11. The process as claimed in claim 5, wherein the hand shape information of the client is stored back to the hand shape database of the host end during the comparison between the hand shape information of the client and the hand shape information stored in the hand shape database.

12. The process as claimed in claim 5, wherein during the optimization, the hand shape information of the client is defined as a restricting region.

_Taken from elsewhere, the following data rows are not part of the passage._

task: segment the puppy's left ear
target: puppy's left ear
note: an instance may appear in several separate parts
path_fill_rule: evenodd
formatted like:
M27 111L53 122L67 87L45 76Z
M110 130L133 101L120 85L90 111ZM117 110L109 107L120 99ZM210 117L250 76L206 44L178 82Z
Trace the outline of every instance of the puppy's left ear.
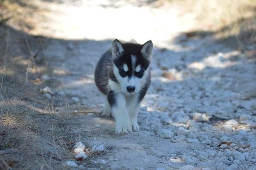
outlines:
M143 55L149 60L152 58L152 51L153 50L153 43L151 40L147 41L143 45L140 52Z

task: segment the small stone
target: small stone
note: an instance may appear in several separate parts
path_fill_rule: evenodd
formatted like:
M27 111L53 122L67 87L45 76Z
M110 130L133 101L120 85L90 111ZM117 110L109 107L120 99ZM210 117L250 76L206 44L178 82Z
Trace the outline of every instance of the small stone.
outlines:
M84 160L87 158L87 155L84 153L79 153L76 155L75 158L77 161Z
M224 152L224 154L225 156L227 156L227 157L230 157L232 154L232 152L229 150L226 150Z
M50 89L50 88L48 86L47 86L46 87L44 87L44 89L42 90L42 92L43 93L49 93L51 95L53 94L52 93L52 92L51 89Z
M100 127L100 124L96 124L94 125L94 127Z
M99 159L98 160L98 162L99 162L99 164L101 164L102 165L105 165L105 164L107 164L106 161L103 159Z
M186 136L187 134L189 133L189 131L183 127L179 127L178 131L177 133L177 135L181 135L183 136Z
M194 113L193 114L193 120L197 121L209 121L209 117L205 114L200 113Z
M47 81L47 80L49 80L51 79L51 78L48 75L42 75L41 76L41 79L43 80L45 80L45 81Z
M76 144L73 147L73 149L75 148L82 148L84 149L85 147L85 146L81 142L78 142L76 143Z
M239 151L236 150L233 151L232 153L232 156L235 159L239 160L242 162L245 161L244 157L241 153Z
M227 141L227 138L226 136L223 136L220 138L221 142L225 142Z
M225 124L228 125L236 125L238 124L238 122L235 120L231 119L227 121L226 122L225 122Z
M52 96L49 93L44 93L42 97L45 99L50 99L52 98Z
M199 141L198 139L189 139L188 140L189 143L199 143Z
M66 164L67 164L67 165L72 167L77 167L78 166L76 162L71 161L67 161L66 162Z
M250 115L243 115L240 117L239 118L239 120L240 121L247 121L247 120L250 120L251 118L251 116Z
M105 145L103 144L99 145L96 144L92 148L93 153L103 152L105 151L105 150L106 147L105 146Z
M175 118L174 121L176 122L185 124L188 120L188 118L178 116Z
M227 145L226 144L222 144L219 147L221 149L227 149L228 148Z
M201 143L203 144L212 144L212 141L211 141L209 139L205 139L205 140L203 140L201 142Z
M233 170L237 170L238 168L238 166L237 166L237 164L233 164L230 166L230 167Z
M192 165L184 165L179 169L180 170L195 170L195 167Z
M212 142L213 143L220 143L220 141L218 140L217 139L216 139L215 138L212 138Z
M71 101L73 103L76 103L79 101L79 98L76 97L73 97L71 98Z
M163 138L172 138L174 135L173 132L165 129L161 129L157 131L157 135Z
M157 106L157 109L161 111L165 111L169 107L169 103L166 102L160 102Z

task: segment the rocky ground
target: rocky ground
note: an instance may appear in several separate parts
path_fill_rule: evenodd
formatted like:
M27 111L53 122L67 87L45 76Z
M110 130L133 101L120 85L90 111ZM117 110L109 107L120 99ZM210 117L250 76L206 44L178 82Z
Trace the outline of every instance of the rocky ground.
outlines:
M67 5L54 4L60 10ZM99 8L94 5L91 8ZM139 11L137 6L122 5ZM151 8L143 6L146 11ZM112 7L106 8L101 10ZM153 9L154 14L160 9ZM58 14L64 18L67 12L61 12ZM57 114L72 113L62 127L75 136L70 140L89 149L81 161L70 153L71 157L62 159L63 166L81 170L256 169L255 56L217 43L212 36L191 37L175 31L168 39L153 40L152 83L139 114L140 131L124 136L115 134L113 118L97 114L104 98L93 81L96 63L111 43L104 38L112 35L102 40L68 37L47 42L44 53L51 71L40 78L58 83L49 85L51 92L46 89L42 97L53 99ZM53 36L52 32L65 35L44 33ZM166 35L162 34L163 39Z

13. A system for manufacturing a customized bicycle handle grip, comprising

a host end having a hand shape database and a handle grip forming parameter database, wherein the hand shape database comprises hand shape information of a plurality of users; the hand shape information of each of the plurality of users comprises at least one dimensional parameter, and the at least one dimensional parameter at least comprises a measured value; the measured values in the hand shape database are divided into a plurality of dimensional intervals; the handle grip forming parameter database comprises a plurality of handle grip forming parameters, and each of the dimensional intervals corresponds to one or more of the handle grip forming parameters;

a terminal end having a hand measuring interface and coupled to the host end via a signal connection, wherein the hand measuring interface is adapted to obtain a hand shape information of a client, and the hand shape information of the client is transmitted to the host end from the terminal end; the host end compares the hand shape information of the client, which is received by the host end, with the hand shape information in the hand shape database to obtain the handle grip forming parameters corresponding to the dimensional interval, which the hand shape information of the client is classified into; the host end generates a 3D computer graphics of the customized bicycle handle grip according to the handle grip forming parameters; the host end optimizes the 3D computer graphics of the customized bicycle handle grip by topology optimization to generate an optimized 3D computer graphics for being 3D printed.

14. The system as claimed in claim 13, wherein the hand measuring interface comprises a handgrip strength sensor that comprises a plurality of pressure sensors corresponding to different portions of a hand.

15. The system as claimed in claim 13, wherein the at least one dimensional parameter comprises a finger length, a palm width, a purlicue angle, a palm thickness, or a relative position between finger bones; the finger length comprises a plurality of measured values, and the relative position between the finger bones comprises a plurality of measured values.

16. The process as claimed in claim 13, wherein when the host end optimizes the 3D computer graphics, the hand shape information of the client is defined as a restricting region.